I was hooked from the very first page, but couldn’t make much sense of the plot or characters. It was a new world, beyond the ordinary, beyond the newspaper office, cold calls to indifferent leads, school, family, friends. It was a mad genius guided tour to a world that contained everything – history, physics, math, movies, music, drugs, literature – low comedy and high intelligence. It was a Technicolor nightmare, inviting and foreboding. Well, you get the picture.

It took me pretty much that whole summer to finish the book, taking on the dense prose in small chunks, and spending the rest of the day and night thinking about what I had read, and anticipating the next day’s passage. There was nothing I had ever experienced like Gravity’s Rainbow. And, 36 years later, I can still say the same thing.

The Bits & Bytes guidelines call for including an excerpt with at least some technical content. Pynchon was an engineering student at Cornell, a technical writer at Boeing, and is a true polymath. Finding technical content in a Pynchon novel is no more difficult than finding water in a Jacques Cousteau documentary.

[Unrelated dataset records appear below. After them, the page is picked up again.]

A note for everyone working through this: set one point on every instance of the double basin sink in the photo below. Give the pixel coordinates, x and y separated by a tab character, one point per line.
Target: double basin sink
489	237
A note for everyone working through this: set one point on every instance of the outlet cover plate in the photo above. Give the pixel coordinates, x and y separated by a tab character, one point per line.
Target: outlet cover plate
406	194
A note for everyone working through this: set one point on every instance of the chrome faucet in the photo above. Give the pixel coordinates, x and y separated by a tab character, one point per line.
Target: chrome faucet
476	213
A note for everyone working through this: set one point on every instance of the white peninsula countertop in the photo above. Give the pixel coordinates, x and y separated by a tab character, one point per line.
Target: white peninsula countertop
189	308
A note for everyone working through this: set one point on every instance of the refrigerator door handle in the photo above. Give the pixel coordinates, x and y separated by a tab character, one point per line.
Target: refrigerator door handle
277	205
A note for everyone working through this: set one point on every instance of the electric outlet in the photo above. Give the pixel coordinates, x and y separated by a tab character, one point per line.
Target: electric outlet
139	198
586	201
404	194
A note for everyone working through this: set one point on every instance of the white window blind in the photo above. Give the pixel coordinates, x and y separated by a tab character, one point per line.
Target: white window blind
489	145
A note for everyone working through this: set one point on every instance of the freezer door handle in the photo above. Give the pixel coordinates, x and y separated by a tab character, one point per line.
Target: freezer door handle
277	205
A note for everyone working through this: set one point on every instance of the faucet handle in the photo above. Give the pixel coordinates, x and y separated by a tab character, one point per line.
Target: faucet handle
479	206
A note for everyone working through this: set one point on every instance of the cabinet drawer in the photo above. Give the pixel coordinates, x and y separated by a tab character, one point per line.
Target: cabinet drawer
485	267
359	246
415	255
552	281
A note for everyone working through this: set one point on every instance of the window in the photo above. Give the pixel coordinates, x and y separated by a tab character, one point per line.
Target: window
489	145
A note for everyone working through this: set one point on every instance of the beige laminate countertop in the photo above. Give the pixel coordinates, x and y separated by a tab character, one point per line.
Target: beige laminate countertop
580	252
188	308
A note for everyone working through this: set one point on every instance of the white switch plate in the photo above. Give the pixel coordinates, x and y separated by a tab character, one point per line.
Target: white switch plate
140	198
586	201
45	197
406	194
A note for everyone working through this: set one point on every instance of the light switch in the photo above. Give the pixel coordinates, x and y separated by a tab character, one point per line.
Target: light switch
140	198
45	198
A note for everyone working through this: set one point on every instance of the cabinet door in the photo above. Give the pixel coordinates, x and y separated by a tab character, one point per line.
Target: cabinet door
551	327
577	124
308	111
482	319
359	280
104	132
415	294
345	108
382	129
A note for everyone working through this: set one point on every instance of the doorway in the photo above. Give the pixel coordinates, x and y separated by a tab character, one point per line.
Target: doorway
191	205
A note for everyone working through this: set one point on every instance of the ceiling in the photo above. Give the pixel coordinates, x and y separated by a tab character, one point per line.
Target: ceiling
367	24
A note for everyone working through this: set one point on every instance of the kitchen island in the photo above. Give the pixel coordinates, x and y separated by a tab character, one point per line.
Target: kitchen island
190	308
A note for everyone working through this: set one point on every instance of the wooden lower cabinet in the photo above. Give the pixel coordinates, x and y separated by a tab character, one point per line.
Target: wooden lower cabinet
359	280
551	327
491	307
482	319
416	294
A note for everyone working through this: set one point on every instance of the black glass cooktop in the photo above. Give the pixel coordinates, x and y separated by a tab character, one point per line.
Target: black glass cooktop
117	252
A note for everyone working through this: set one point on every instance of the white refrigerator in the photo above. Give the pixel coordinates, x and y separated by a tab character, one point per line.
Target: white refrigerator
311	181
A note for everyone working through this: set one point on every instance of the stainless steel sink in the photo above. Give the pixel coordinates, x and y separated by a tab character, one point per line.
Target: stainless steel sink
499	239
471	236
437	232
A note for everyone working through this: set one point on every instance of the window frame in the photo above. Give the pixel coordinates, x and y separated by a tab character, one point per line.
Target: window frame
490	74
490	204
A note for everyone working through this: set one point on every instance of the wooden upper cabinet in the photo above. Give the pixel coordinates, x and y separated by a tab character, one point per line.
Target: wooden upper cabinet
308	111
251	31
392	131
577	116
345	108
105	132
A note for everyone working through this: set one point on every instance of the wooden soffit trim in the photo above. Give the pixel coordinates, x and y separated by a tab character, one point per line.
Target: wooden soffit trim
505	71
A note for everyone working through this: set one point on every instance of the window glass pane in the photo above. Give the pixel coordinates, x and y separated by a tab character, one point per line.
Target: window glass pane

The challenge is what to pick. Since I’m currently reading (actually listening to) Pynchon’s latest novel, Against the Day, let’s go with that.

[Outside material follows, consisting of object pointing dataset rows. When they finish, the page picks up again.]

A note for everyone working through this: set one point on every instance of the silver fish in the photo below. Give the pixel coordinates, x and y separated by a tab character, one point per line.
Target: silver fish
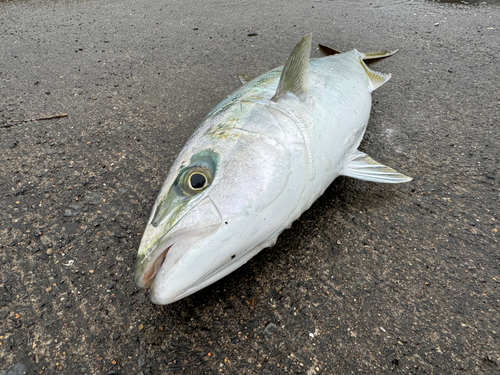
258	160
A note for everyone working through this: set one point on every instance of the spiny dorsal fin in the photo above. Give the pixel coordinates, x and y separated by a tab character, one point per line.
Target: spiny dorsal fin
376	79
364	55
363	167
295	76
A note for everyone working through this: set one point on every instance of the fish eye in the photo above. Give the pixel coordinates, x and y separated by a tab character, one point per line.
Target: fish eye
197	181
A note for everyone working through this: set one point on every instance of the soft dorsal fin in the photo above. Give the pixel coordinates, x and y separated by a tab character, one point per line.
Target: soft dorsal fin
295	75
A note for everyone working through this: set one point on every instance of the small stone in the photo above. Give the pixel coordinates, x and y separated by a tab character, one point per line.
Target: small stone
18	369
270	330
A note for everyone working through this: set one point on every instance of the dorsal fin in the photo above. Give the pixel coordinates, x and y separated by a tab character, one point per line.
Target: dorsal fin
295	75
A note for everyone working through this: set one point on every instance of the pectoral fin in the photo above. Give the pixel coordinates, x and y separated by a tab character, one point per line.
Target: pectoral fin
244	79
363	167
295	76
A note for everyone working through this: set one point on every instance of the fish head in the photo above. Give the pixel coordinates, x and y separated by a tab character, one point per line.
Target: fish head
214	210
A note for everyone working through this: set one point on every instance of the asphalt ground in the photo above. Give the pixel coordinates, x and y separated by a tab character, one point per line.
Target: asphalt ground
373	278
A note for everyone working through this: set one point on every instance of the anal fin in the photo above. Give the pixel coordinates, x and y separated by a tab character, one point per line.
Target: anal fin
363	167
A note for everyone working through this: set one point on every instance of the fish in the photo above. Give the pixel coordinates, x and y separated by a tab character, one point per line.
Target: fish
256	162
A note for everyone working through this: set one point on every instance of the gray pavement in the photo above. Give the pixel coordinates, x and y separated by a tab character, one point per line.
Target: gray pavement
372	279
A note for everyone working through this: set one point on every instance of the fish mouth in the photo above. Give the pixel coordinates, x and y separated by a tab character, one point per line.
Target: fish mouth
145	279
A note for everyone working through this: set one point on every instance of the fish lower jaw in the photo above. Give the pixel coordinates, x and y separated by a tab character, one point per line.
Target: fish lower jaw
146	279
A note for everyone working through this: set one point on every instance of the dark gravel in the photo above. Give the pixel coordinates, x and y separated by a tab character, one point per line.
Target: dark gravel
372	279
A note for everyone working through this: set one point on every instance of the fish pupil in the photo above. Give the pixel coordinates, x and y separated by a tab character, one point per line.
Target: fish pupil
197	181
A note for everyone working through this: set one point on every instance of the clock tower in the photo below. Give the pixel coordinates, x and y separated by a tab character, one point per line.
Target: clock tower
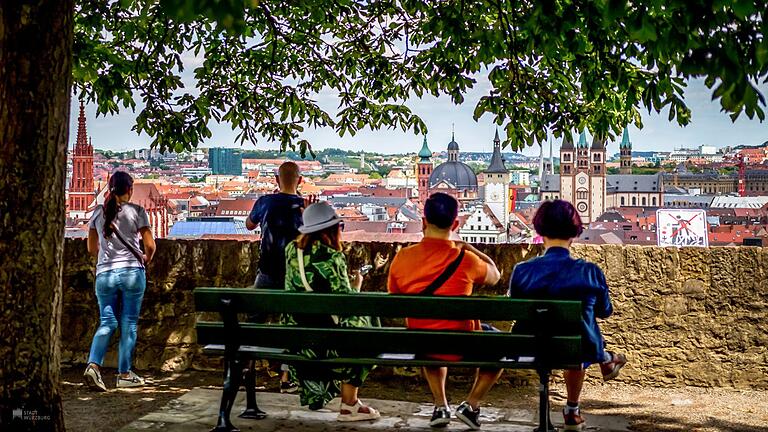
497	179
423	171
582	176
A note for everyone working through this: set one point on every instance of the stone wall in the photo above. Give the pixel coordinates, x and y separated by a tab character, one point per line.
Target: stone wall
683	316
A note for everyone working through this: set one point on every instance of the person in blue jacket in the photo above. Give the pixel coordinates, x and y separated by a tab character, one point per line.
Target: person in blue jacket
556	275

This section from pp. 796-97 of the paperback edition describes the aftermath of the mysterious Tunguska Event of 1908. It’s very much pure Pynchon in the mixing of actual history and science with the speculative and spiritual (hint: Nicola Tesla and his Death Ray might have had something to do with it):

Whatever had happened out there provided its own annunciation, beginning upriver from Vanavara and booming westward at six hundred miles per hour, all through that darkless night, one seismograph station to the next, across Europe to the Atlantic, via posts, pendulums, universal joints, slender glass threads writing on smoked paper rolls driven clockwork-slow beneath, via needles of light on coatings of bromide of silver, there was the evidence… in distant cities to the west, “sensitive flames,” some of them human, dipped, curtseyed, feebly quivered at all-but-erotic edges of extinction. Questions arose as to the timing, the “simultaneousness” of it. New converts to Special Relativity took a fascinated look. Given the inertia of writing-points and mirrors, the transit times at focusing lenses, the small variations in the speed at which the bromide paper might have been driven, the error of the seismograph recordings more than embraced the “instant” in which a hitherto-unimagined quantity of energy had entered the equations of history.

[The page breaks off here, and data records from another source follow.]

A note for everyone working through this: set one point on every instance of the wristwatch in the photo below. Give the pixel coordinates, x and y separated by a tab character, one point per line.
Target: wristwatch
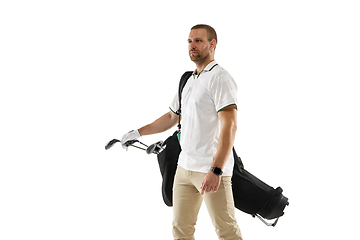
216	170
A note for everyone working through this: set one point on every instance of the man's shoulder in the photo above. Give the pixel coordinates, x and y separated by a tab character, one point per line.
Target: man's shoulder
220	74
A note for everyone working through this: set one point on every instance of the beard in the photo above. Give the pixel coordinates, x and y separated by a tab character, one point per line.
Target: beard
198	57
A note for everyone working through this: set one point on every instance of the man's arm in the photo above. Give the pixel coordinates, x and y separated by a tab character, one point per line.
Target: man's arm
165	122
228	119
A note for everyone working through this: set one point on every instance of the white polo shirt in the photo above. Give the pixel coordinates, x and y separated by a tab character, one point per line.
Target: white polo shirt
203	96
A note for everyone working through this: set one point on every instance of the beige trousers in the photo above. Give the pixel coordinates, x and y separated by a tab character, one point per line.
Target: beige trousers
187	201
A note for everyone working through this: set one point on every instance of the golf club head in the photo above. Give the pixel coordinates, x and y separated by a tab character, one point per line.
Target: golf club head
155	148
111	143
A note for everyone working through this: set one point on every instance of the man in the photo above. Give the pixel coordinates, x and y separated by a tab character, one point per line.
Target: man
209	121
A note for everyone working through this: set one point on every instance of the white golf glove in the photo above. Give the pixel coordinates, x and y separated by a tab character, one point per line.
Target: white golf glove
132	135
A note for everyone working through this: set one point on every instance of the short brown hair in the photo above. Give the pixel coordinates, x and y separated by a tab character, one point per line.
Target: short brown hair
211	33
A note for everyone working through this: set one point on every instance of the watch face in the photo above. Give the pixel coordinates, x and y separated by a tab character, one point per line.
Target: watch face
216	170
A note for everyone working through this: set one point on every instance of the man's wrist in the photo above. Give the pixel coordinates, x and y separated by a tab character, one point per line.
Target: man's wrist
216	170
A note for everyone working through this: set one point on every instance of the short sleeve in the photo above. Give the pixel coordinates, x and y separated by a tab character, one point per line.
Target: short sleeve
174	106
223	91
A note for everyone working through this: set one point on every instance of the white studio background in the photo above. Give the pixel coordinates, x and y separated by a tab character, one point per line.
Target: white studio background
76	74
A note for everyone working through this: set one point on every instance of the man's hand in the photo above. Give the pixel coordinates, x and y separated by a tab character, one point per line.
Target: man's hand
132	135
210	183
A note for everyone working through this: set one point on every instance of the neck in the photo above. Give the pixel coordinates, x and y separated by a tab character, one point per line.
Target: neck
200	66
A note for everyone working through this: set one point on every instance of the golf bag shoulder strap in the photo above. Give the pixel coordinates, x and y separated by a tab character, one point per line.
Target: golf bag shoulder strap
183	81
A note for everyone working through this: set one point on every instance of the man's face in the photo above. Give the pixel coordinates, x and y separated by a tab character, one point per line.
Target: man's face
199	46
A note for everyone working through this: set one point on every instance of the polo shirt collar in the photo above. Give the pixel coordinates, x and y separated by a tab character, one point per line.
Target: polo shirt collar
208	68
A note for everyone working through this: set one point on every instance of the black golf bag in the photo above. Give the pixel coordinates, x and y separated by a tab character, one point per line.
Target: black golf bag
251	195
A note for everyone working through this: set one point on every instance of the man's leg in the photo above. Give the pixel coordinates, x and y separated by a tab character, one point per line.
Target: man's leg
186	205
221	209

“Power being equal to the area under the curve,” as it seemed to Professor Heino Vanderjuice, “the shorter the ‘instant,’ the greater the amplitude—it begins to look like a singularity.”

Others were less restrained. Was it Tchernobyl, the star of Revelation? An unprecedented harrowing of the steppe by cavalry in untold millions, flooding westward in a simultaneous advance? German artillery of a secret design more powerful by orders of magnitude than any military intelligence office had ever suspected? Or something which had not quite happened yet, so overflowing the tidy frames of reference available to Europe that it had only seemed to occur in the present, though really originating in the future? Was it, to be blunt, the general war which Europe this summer and autumn would stand at the threshold of, collapsed into a single event?

Comments (4)

  1. jmurphy says:

    would have turned 72, you mean.

  2. MSDN Archive says:

    Thomas Pynchon is still very much alive (like MSDN and TechNet magazines). At least as far as we know. He keeps to himself.

  3. jmurphy says:

    Right. I was thinking of Thomas M. Disch, for some reason.